I'm leaning towards the latter since it is a "smaller/more simple" ring (and I realize now that #11726 currently does the former).

It currently lies in the fraction field and that is consistent with other choices in sage: The parent of the result of a/b depends on the parents of a,b; not on the particular values of a,b. If you don't do that kind of thing, you'll soon find your code littered with tests for where the result you just got actually lives.
 
For LaurentPolynomials to be consistent with the rest of sage, a/b must lie in the fraction field, even though by the time you've constructed laurent polynomials, you're obviously not interested in the fration field. Really ZZ[x,x^(-1)] doesn't have division: it just happens to have an extra unit x with inverse "x^(-1)".

There is precedent for a^(-1) being a little more varied. In particular, for Laurent polynomials to be usable we must have that x^(-n) is short-hand for "the n-th power of the inverse of x". But I think redefining "/" to be at odds with the rest of sage is going too far [and bringing the rest of sage in line with LaurentPolynomials is not going to happen due to backwards compatibility/inertia, even if it were desirable]
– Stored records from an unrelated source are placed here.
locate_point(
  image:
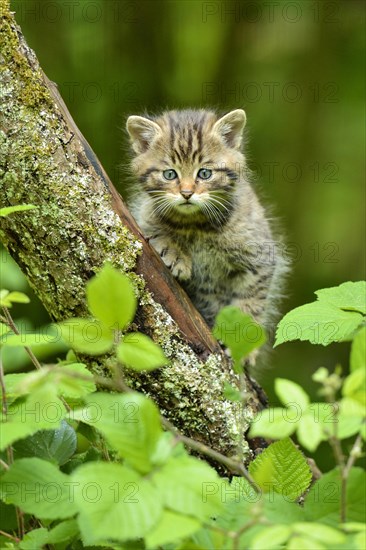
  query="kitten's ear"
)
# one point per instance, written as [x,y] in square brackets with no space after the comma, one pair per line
[142,132]
[230,127]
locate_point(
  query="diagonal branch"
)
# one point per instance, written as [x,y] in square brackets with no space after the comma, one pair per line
[79,223]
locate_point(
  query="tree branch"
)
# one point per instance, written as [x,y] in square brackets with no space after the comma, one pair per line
[79,223]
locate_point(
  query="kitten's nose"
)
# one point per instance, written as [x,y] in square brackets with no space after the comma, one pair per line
[186,193]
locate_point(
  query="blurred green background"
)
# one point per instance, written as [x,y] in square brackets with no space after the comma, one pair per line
[297,70]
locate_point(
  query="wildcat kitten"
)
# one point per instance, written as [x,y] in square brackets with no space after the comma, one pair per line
[200,212]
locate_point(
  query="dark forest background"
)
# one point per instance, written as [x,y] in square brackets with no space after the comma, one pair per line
[296,67]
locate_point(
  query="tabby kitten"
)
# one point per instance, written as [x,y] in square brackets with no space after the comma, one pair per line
[200,213]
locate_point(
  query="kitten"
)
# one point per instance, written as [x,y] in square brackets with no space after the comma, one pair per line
[200,213]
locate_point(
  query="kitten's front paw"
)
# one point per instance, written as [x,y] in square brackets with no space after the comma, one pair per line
[179,264]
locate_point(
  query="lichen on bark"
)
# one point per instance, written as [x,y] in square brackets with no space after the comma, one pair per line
[76,227]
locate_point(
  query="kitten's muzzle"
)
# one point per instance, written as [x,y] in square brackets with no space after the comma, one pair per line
[186,193]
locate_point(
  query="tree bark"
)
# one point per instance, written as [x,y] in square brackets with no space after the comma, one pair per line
[79,223]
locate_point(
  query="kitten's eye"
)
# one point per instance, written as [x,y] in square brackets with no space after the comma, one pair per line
[170,174]
[204,173]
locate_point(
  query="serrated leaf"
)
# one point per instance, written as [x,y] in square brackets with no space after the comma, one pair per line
[56,446]
[358,351]
[140,353]
[114,503]
[130,423]
[318,322]
[111,298]
[87,336]
[270,537]
[309,432]
[275,423]
[171,527]
[281,468]
[291,393]
[16,208]
[38,488]
[189,486]
[239,332]
[350,296]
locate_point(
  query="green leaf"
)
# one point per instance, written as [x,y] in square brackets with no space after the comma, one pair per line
[40,410]
[288,393]
[12,431]
[350,296]
[114,503]
[238,332]
[358,350]
[34,540]
[354,386]
[139,352]
[4,329]
[189,486]
[304,542]
[130,423]
[350,418]
[111,298]
[324,498]
[62,377]
[281,468]
[318,322]
[270,537]
[171,527]
[309,432]
[69,386]
[16,208]
[56,446]
[275,423]
[321,533]
[38,488]
[38,538]
[26,339]
[87,336]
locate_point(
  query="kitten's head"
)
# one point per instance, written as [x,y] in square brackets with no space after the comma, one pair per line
[189,163]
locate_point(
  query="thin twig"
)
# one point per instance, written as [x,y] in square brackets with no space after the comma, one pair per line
[9,536]
[9,321]
[232,465]
[4,464]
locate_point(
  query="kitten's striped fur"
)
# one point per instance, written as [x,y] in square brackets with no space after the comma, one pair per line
[212,233]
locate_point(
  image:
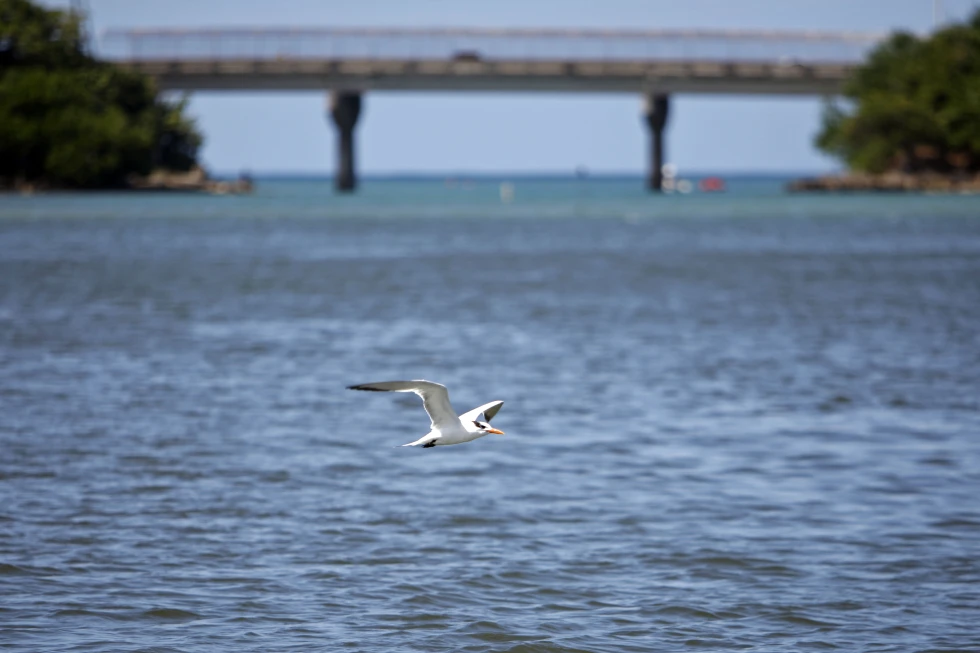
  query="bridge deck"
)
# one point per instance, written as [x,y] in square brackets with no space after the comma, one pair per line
[663,61]
[541,75]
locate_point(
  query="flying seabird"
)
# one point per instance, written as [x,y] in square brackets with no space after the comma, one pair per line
[446,428]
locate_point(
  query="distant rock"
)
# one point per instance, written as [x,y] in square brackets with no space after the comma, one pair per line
[889,182]
[194,180]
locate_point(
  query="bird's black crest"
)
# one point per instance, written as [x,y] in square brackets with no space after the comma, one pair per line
[365,387]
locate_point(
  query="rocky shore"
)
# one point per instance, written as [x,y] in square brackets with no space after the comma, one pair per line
[890,182]
[195,180]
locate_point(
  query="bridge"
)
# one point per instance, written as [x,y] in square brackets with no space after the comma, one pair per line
[348,62]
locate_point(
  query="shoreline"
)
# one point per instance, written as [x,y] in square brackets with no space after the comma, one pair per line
[889,182]
[195,180]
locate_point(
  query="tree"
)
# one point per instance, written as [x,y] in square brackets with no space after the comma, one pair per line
[69,120]
[913,106]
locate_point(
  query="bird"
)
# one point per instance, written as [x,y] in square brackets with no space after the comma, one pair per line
[446,428]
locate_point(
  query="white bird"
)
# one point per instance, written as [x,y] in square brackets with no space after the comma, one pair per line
[446,428]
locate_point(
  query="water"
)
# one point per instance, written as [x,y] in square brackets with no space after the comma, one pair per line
[743,422]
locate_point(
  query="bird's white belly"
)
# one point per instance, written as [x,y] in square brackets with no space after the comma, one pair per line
[457,437]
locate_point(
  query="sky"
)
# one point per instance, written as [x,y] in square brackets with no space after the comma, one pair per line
[422,133]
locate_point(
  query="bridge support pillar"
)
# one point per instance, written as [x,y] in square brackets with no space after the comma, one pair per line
[655,113]
[345,107]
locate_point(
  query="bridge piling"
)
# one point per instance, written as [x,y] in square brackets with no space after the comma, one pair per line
[655,112]
[345,107]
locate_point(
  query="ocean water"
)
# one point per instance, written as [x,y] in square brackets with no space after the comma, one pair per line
[745,421]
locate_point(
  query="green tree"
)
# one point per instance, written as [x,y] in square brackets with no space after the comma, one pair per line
[67,119]
[913,106]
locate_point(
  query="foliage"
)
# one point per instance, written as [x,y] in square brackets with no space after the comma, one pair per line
[913,106]
[67,119]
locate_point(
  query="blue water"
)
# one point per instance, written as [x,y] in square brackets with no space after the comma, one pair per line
[746,421]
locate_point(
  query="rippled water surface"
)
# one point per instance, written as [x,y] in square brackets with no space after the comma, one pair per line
[749,422]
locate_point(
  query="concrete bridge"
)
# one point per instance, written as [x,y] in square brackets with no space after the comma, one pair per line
[350,61]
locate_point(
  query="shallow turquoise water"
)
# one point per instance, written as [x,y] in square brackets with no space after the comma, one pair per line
[748,421]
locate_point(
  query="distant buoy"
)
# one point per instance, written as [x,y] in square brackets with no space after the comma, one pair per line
[711,185]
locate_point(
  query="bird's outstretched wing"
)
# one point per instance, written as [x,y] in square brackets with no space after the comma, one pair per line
[488,411]
[435,398]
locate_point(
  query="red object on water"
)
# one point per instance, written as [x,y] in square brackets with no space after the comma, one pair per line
[711,185]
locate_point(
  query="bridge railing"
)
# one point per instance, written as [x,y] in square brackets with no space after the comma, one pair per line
[488,44]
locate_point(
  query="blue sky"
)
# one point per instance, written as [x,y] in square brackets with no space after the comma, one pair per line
[489,132]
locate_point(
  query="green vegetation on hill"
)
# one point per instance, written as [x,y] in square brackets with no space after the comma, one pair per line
[69,120]
[914,106]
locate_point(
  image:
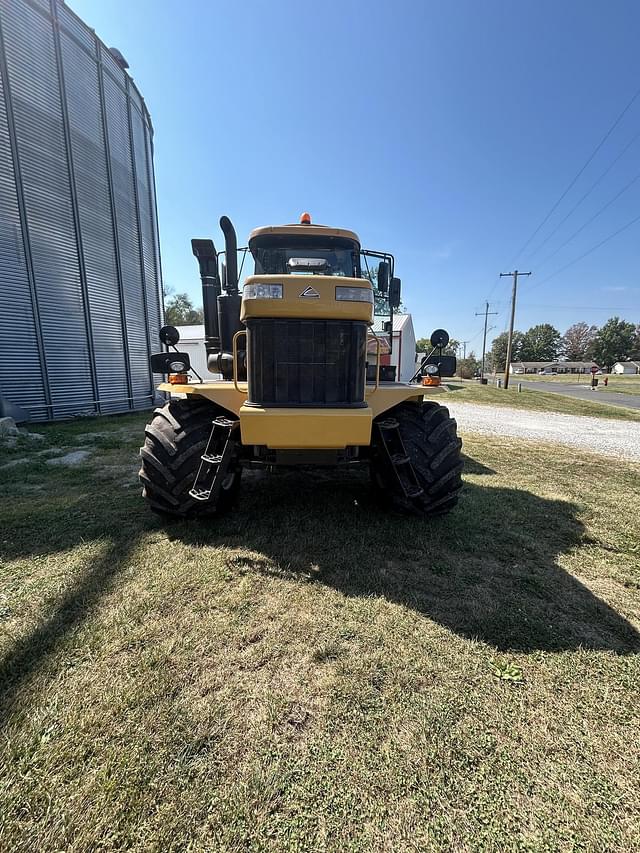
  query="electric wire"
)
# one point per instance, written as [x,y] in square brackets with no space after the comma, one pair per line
[588,193]
[590,220]
[584,254]
[575,179]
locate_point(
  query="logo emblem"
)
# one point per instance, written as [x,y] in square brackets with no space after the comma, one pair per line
[310,293]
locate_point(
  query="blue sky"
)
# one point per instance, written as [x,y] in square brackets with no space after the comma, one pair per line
[440,131]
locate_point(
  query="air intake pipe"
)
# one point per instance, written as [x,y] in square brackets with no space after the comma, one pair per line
[205,252]
[231,259]
[229,303]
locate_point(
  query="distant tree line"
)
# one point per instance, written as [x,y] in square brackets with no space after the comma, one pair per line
[179,309]
[616,340]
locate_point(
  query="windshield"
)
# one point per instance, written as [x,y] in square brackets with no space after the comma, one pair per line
[305,261]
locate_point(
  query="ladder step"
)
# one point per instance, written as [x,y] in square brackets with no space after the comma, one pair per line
[399,459]
[414,491]
[200,494]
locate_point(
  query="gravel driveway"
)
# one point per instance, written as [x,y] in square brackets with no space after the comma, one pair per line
[617,439]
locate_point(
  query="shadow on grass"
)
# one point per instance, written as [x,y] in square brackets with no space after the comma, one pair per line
[30,653]
[489,570]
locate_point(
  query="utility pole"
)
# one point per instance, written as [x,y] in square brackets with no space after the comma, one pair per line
[515,275]
[486,313]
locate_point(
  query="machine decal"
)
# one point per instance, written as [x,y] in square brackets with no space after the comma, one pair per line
[310,293]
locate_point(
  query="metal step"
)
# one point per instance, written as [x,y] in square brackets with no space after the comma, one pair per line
[398,459]
[215,461]
[212,460]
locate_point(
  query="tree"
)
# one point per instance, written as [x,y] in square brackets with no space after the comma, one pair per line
[614,342]
[541,343]
[179,311]
[499,350]
[577,342]
[468,367]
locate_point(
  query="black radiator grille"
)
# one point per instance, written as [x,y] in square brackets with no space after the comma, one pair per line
[306,362]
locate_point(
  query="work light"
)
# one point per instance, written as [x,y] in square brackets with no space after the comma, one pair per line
[262,291]
[354,294]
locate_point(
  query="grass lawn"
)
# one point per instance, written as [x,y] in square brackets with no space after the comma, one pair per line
[538,401]
[312,674]
[619,384]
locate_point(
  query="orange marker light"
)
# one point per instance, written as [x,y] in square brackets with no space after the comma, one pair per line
[179,378]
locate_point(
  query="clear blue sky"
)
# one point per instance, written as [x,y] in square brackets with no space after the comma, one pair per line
[440,131]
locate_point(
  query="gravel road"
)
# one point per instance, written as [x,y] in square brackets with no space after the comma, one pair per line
[617,439]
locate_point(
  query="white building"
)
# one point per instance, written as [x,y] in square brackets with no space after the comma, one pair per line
[192,342]
[403,354]
[626,367]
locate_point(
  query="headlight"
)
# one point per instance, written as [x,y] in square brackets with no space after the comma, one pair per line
[354,294]
[262,291]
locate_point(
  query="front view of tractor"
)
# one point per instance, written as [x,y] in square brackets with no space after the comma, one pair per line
[302,379]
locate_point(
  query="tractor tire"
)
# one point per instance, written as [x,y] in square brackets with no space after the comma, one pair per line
[175,439]
[430,438]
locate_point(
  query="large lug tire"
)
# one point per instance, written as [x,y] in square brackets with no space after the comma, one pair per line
[430,438]
[174,441]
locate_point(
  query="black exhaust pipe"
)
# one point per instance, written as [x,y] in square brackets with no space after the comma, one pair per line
[231,259]
[205,252]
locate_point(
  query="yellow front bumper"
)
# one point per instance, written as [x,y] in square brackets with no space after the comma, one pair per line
[297,429]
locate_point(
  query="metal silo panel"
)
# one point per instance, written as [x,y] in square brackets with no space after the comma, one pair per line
[18,340]
[128,238]
[153,203]
[147,222]
[33,76]
[74,26]
[96,224]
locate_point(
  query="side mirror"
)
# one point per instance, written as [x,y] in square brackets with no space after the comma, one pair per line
[394,293]
[439,338]
[383,277]
[170,362]
[169,335]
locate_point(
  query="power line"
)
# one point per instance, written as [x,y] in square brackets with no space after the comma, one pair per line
[588,252]
[572,307]
[573,182]
[590,220]
[486,313]
[515,275]
[588,193]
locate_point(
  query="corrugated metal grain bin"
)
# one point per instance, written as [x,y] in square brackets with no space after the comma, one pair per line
[80,280]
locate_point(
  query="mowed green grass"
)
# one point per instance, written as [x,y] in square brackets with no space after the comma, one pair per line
[539,401]
[620,384]
[311,673]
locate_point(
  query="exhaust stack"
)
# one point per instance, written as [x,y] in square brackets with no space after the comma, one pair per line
[231,258]
[205,252]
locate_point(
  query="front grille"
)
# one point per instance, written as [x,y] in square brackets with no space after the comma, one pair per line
[311,363]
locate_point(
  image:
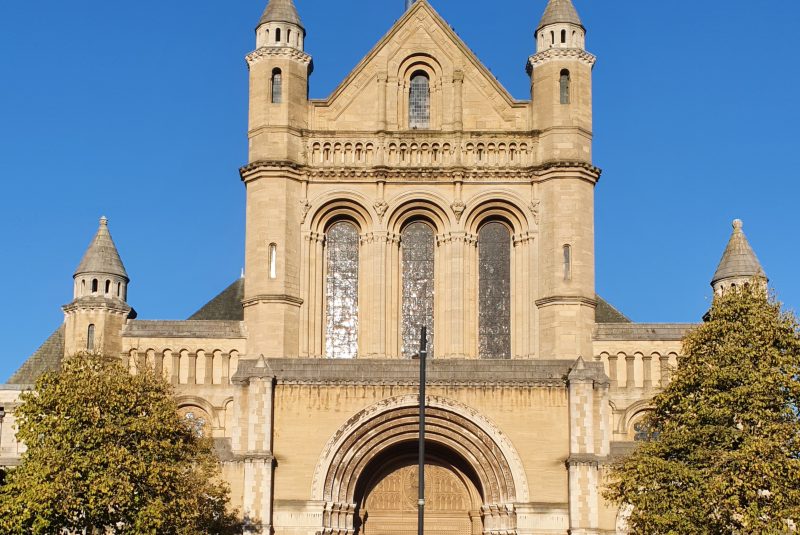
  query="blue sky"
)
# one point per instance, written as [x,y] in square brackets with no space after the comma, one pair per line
[137,111]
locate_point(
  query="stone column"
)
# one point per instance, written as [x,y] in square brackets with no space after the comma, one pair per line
[583,464]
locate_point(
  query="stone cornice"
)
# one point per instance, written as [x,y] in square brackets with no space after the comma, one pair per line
[560,53]
[273,298]
[543,172]
[284,52]
[565,300]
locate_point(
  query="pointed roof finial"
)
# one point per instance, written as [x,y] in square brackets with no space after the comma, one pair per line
[102,255]
[281,11]
[738,261]
[560,11]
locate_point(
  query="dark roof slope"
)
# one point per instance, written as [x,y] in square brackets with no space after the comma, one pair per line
[606,313]
[47,358]
[225,306]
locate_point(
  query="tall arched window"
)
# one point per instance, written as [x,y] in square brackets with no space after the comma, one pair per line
[341,291]
[277,86]
[494,292]
[564,86]
[90,338]
[419,101]
[417,243]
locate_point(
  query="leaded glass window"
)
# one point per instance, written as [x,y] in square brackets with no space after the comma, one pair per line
[419,101]
[277,86]
[564,86]
[494,293]
[341,291]
[417,242]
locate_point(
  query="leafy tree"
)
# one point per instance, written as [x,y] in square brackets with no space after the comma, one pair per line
[724,459]
[108,453]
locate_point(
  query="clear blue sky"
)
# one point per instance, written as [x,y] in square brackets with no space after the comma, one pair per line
[137,111]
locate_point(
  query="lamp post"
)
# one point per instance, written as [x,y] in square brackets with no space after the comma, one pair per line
[423,355]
Note that a^(-1) for matrices seems to prefer extending scalars in a regular way rather than a minimal way:

sage: (matrix([[1,1],[0,1]]).is_invertible())
True
sage: (matrix([[2,1],[0,1]]).is_invertible()) #determinant not a unit in ZZ
False
sage: parent(matrix([[1,1],[0,1]])^(-1))
Full MatrixSpace of 2 by 2 dense matrices over Rational Field
sage: parent(matrix([[2,1],[0,1]])^(-1))
Full MatrixSpace of 2 by 2 dense matrices over Rational Field

so it looks like "inverse over a non-field" isn't really implemented for matrices.